Rose-tinted glasses can often ruin the nostalgia for something that you haven’t seen or touched in a while, but although I haven’t played the original Sonic trilogy in a number of years, Sonic Mania plays exactly how I remember them.
We got to play Sonic Mania’s Green Hill zone remake, the first level in the game, and came away suitably impressed.
Its opening is just as you remember it, with green grass presenting you with a path to pick up speed in the first few steps, followed by three rings primed for your first jump. Then, as the screen starts to roll with you, your first ring box appears and, for a brief moment, I started wonder if they had changed anything at all.

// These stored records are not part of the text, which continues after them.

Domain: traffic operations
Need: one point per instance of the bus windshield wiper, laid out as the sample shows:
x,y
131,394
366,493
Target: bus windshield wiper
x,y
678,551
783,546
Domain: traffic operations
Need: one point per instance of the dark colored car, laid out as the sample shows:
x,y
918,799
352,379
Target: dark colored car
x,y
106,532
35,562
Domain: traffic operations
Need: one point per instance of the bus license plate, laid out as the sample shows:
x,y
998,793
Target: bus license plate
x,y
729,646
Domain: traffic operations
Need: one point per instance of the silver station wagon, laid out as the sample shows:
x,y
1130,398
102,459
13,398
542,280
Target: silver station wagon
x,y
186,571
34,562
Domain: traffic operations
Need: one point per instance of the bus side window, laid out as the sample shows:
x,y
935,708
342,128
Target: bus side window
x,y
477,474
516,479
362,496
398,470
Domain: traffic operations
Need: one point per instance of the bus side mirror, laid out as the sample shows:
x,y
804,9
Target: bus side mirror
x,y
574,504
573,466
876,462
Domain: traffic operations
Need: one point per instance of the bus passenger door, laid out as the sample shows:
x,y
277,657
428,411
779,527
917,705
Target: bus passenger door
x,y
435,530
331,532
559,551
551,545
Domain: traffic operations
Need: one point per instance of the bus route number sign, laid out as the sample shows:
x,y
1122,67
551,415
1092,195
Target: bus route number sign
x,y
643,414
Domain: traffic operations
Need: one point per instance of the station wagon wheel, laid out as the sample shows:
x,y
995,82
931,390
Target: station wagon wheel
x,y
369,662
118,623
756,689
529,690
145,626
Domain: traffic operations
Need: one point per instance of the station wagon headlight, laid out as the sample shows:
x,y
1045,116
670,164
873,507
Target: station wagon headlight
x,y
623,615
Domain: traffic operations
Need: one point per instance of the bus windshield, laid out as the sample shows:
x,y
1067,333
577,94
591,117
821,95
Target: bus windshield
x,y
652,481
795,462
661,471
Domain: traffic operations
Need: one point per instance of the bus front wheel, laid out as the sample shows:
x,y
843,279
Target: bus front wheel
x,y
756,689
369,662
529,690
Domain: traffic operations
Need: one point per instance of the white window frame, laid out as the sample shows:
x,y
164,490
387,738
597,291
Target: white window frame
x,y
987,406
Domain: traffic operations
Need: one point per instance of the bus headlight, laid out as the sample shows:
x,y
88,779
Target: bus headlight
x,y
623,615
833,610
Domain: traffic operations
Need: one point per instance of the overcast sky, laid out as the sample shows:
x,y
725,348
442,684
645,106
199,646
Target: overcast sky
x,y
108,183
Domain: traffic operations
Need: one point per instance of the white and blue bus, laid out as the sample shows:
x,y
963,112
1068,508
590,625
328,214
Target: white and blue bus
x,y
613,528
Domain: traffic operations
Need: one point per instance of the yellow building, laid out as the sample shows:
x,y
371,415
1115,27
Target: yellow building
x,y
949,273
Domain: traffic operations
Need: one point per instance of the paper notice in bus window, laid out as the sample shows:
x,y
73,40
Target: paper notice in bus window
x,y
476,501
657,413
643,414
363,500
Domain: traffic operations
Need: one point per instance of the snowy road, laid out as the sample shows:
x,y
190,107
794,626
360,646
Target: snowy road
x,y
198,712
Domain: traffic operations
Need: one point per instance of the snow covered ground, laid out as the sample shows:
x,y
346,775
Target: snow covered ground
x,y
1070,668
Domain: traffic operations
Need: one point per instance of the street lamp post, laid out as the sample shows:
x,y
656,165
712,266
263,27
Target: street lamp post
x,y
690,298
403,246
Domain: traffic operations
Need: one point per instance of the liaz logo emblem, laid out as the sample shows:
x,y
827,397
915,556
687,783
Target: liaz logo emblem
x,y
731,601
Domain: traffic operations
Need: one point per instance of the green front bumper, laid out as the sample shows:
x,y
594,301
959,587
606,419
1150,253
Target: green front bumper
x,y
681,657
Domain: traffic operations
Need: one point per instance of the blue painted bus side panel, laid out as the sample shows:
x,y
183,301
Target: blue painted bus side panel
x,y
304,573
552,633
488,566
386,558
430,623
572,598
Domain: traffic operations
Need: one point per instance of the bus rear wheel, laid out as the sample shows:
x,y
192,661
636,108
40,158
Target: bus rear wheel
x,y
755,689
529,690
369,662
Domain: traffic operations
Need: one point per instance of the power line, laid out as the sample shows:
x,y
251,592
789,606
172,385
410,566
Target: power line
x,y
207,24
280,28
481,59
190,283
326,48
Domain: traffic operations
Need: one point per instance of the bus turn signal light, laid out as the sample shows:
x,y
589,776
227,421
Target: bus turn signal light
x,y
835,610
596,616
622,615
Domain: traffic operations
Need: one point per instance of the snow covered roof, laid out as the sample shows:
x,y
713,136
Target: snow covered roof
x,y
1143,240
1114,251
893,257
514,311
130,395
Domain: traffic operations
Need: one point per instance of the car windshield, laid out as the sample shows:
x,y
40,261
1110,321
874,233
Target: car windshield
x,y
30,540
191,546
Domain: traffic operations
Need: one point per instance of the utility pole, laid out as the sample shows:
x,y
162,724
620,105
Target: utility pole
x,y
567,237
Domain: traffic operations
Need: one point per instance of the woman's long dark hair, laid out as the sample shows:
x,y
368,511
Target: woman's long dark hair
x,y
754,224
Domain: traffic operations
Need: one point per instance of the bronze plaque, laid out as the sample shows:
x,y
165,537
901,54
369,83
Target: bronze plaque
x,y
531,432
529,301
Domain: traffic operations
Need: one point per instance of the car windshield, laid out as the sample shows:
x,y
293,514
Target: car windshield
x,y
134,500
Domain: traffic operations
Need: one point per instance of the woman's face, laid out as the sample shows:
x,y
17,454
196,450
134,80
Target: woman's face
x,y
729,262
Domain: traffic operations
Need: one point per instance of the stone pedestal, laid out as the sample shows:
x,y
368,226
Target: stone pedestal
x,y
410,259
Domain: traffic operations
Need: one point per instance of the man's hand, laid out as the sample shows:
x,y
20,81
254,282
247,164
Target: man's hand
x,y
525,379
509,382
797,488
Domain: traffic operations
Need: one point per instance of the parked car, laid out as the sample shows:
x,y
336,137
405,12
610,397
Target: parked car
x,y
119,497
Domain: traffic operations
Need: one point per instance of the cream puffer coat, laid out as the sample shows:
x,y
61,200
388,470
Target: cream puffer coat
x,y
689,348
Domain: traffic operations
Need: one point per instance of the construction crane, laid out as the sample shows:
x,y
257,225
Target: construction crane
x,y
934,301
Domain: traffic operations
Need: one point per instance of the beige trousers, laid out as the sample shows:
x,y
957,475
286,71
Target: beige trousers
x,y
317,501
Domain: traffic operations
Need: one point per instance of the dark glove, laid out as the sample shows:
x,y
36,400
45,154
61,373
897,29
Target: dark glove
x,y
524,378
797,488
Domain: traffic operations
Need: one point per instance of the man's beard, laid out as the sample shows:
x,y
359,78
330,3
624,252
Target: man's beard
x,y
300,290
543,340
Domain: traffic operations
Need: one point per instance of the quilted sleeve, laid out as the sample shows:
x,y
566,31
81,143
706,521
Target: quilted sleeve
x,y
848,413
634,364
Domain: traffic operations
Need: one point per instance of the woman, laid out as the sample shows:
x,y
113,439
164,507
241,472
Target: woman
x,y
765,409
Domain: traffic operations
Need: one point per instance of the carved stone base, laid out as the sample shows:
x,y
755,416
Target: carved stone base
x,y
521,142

Thankfully, as you progress you start to see differences in the environment and for those who have played Green Hill to the point where it’s as familiar as your neighbourhood, the game plays on this and changes things up when you least expect it. At times it caused me to be slightly alarmed as the muscle memory I had picked up in my early years was challenged, time and time again.
The Act 1 boss was different to what you’ll have seen before as well, with two of Eggman’s mechanical balls (Hmmm …) chained together and swinging towards you in tandem. Like the rest of the opening level, it wasn’t too much of a challenge, but it was certainly different and a change from the old perceptions that are associated with the Green Hill Zone.
It’s nice to see Green Hill being remade, but what we really want is new levels. So far, Sega have unveiled Mirage Saloon and Studiopolis as new entries, while also confirming the return of Flying Battery – a fan favourite from Sonic & Knuckles. Hopefully, the emphasis will be on brand new levels, although, from what we’ve seen so far, even the remakes have been able to bring something new.
After a tumultuous few years, it seems like Sonic is back on track and we’re cautiously optimistic for Sonic Mania when it launches this summer.